For her, the work is about building literacy and agency rather than retreating from change, while also holding space for the vast ecological and labour implications this technology carries. The systems are not immaterial, and their apparent speed often depends on forms of extraction that remain deliberately out of view. Still, she remains energised by the moment, not because the technology is benign, but because the language is still forming and the field has not yet fully hardened around inherited logics of power.

Her practice asks what it means to meet technology from inside her own negotiations with visibility, shaped by motherhood, neurodivergence, class tension, and institutional life at middle age. Across her life in dance, she has kept returning to the body's right to remain partially unknowable. In this work, the body is not passive material for the gaze, but something alive inside the unstable exchange between being seen and authoring oneself.

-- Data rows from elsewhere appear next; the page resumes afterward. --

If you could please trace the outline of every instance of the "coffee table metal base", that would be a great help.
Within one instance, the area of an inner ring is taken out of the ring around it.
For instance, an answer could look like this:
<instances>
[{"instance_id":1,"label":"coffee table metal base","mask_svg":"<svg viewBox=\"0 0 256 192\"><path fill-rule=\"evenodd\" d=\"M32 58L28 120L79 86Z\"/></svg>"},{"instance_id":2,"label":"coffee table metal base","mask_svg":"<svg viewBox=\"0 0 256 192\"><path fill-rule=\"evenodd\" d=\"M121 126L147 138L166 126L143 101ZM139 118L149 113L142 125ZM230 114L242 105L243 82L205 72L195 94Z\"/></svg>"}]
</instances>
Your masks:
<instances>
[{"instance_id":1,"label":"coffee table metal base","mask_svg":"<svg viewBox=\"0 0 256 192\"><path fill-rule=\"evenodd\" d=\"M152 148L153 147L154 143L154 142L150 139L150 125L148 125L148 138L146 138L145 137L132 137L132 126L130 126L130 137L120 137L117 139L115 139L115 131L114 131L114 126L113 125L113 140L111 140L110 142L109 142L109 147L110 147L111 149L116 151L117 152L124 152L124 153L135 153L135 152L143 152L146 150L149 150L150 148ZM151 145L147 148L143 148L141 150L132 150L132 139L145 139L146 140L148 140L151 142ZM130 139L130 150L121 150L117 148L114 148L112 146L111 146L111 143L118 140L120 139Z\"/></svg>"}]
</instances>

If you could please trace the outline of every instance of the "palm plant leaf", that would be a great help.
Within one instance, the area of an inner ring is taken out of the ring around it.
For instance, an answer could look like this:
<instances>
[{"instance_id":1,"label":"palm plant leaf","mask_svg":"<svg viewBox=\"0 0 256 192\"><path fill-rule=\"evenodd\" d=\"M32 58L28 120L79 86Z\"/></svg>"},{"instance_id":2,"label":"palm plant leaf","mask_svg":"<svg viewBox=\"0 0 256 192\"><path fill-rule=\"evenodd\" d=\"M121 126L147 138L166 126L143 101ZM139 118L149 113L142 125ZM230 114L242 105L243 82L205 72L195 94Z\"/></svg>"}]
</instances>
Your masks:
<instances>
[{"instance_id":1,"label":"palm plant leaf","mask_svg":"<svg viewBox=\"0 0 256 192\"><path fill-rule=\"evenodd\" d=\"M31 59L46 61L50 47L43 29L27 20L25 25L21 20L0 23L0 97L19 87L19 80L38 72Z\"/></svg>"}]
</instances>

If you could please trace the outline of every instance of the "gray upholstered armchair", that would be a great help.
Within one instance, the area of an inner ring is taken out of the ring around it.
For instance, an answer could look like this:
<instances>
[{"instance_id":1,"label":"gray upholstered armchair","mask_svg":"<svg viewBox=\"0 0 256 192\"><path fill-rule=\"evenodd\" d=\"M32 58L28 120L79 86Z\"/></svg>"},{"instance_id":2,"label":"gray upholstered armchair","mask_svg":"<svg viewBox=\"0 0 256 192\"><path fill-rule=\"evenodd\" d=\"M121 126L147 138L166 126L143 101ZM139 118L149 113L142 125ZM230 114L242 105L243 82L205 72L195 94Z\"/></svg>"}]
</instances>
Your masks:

Finite and Infinite Games (2010)

A dance film bringing together choreography, visual art, fashion, and filmmaking. Conceived and choreographed by Katherine, with a monumental painted canvas by C. Finley, costumes by Gai Mattiolo, film by RJ Muna, and a score including Philip Glass, Moondog, and Michael Nyman. An early attempt to bring American modern dance into a more cinematic and visually expansive frame.

Lamentation: Dancing the Archive (2025)

A Google AMI Faculty Grant project using volumetric video and gesture-based interaction to create a real-time encounter with Martha Graham's Lamentation. The work exposed real friction around authorship, IP, and who has the right to activate or transform a dance legacy, revealing how challenging these questions become inside archival and institutional contexts.